The etiology of UC is believed that an immune abnormality may be involved in its development. Steroid has long been the second line therapy for the induction to remission in UC, if remission cannot be achieved by salazosulfapyridine or mesalazine treatment. However, steroid administration can occur various side effects. LCAP has been reported to be effective for steroid-refractory or steroid-dependent patients with UC; however, the data of LCAP for steroid-naïve patient with UC is limited.

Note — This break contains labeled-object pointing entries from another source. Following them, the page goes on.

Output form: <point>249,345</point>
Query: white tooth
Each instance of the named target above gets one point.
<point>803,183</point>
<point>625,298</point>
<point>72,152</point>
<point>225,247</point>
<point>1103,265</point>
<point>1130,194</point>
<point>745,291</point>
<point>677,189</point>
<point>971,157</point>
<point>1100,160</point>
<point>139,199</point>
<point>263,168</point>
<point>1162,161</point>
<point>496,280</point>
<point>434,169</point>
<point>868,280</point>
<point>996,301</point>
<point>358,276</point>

A research article to be published on September 14, 2008 in the World Journal of Gastroenterology addresses this question. The research team led by Dr. Masatoshi Kudo from Kinki University School of Medicine of Japan investigated the therapeutic utility of LCAP for steroid-naïve patient with UC. They also assessed whether the efficacy of LCAP can be predicted on the basis of endoscopic findings.
In 1995, LCAP was introduced for patients with UC. LCAP is a method where the blood is passed though a leukocyte removal filter before being returned to the body. On average, 1.6 × 1010 leukocytes are removed during one session. These leukocytes include granulocytes, lymphocytes and monocytes. Almost 100% of granulocytes and monocytes and 60% of lymphocytes are removed by removal filter. In this study, we found 61.1% of steroid-naive UC patients (11/18) had entered remission eight weeks after the last LCAP session.
Since steroids can induce remission in 45% to 90% of salazosulfapyridine or mesalazine non-responders, it appears that LCAP is as efficacious as steroids as a second-line treatment. Analysis of the endoscopic findings of the patients revealed that while the remission rate of the patients with erosion was extremely high after LCAP; however, that of the patients with geographic ulcers and deep ulcers extremely low. None of the patients experienced any severe adverse effects from LCAP. Given the low rate of adverse events suffered by patients treated with LCAP, we propose that patients with moderately active UC should be treated with LCAP before steroids are considered.
In conclusion, LCAP is a useful and safe therapy for steroid-naive UC patients with moderate activity. Moreover, endoscopic findings help to predict the efficacy of this treatment.